3. タイミング?(time)とリズムは別々に伸ばす。
4. 音楽用語の意味をはっきりさせる。
5. その子に適した楽器を選ぶ。
6. 体の使い方を意識する。最初はゆっくり演奏して、指使いを覚える。それからだんだんスピードをあげていく。さまざまなスピードで演奏してみる。

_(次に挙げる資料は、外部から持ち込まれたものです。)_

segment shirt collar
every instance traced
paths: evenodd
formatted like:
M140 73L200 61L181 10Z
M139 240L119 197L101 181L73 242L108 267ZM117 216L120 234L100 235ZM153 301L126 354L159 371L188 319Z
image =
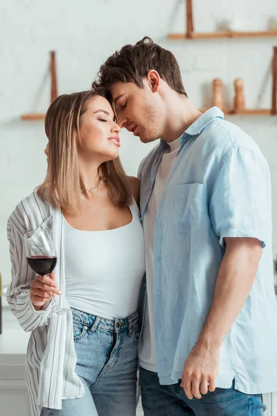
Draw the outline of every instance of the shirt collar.
M206 112L205 112L202 116L198 117L197 120L193 124L188 127L184 133L177 139L181 142L181 147L190 139L190 136L197 136L199 135L201 132L210 124L215 119L224 119L224 114L218 107L212 107ZM166 149L168 148L169 146L165 140L161 139L160 146L159 148L159 153L163 152Z
M190 136L199 135L203 129L205 128L211 121L213 121L216 118L224 119L224 113L218 108L218 107L212 107L210 110L205 112L202 116L198 117L193 124L186 129L185 133Z

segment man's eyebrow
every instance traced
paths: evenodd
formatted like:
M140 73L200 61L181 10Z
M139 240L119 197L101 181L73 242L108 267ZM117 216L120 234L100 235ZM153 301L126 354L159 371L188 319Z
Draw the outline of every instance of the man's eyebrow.
M107 114L107 116L109 116L109 117L111 116L111 114L109 114L109 112L108 111L106 111L105 110L98 110L97 111L95 111L93 112L93 114L95 114L96 113L98 113L98 112L103 112L105 114Z
M116 98L114 100L114 105L116 104L116 103L118 102L118 101L119 100L119 98L120 98L121 97L123 96L124 94L122 94L121 95L118 96L118 97L116 97Z

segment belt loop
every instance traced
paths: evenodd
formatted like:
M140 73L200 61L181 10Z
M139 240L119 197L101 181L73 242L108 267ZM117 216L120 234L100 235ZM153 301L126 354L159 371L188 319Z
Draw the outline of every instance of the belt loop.
M129 333L132 333L132 319L131 318L128 318L128 332Z

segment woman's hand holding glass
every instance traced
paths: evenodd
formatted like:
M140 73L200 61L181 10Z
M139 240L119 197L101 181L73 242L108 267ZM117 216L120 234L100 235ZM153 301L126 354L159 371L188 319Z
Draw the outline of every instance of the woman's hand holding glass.
M49 276L37 275L35 279L30 283L30 298L37 311L40 311L55 295L60 294L61 291L55 282L55 274L53 272Z

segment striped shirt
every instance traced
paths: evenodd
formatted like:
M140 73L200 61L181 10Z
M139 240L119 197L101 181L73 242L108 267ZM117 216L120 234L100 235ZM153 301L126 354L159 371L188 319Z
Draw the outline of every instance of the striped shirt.
M30 300L30 282L35 272L28 267L24 235L46 229L57 253L55 280L62 295L56 297L62 307L69 306L65 297L65 266L62 215L35 193L17 206L8 221L8 239L12 262L12 282L7 300L12 313L26 332L31 332L26 354L26 378L30 397L32 416L39 416L42 408L62 408L62 399L84 394L75 372L76 354L72 313L47 318L46 310L36 311ZM50 304L48 308L50 307Z

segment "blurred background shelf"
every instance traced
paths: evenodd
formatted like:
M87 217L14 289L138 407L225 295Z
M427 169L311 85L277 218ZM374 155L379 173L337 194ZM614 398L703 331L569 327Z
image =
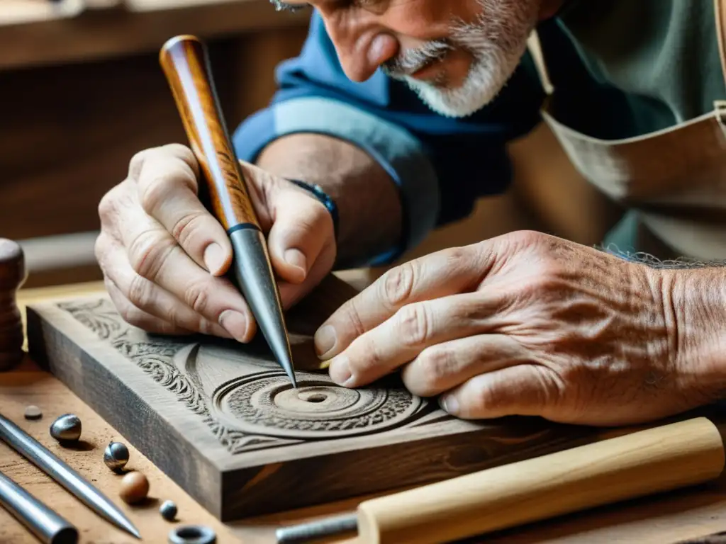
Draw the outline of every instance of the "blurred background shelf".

7. 音階(scales)を学ぶ。音楽のパッセージを体で感じ、もう一度それを見たときに「あれだ」と分かるように。
8. できれば、理解ある先生と一対一で練習する時間を持つ。
9. 弾きたい曲の名演奏を聞く。
10. 自分の進歩を前向きにとらえる。
11. リズムを体にしみこませて覚える。太ももや腹をたたいて、パッセージの感覚をつかむ(クラシックの場合でも)
12. シンプルなパーツから始め、だんだん加えていき、スピードをあげる。
13. 1曲を学ぶときは、少しずつに分けて。音楽家のなかには、短いフレーズを聞いては演奏することを繰り返しながら、次第に1曲全体をマスターする人もいる。
14. 作曲にはMIDIキーボードを使う。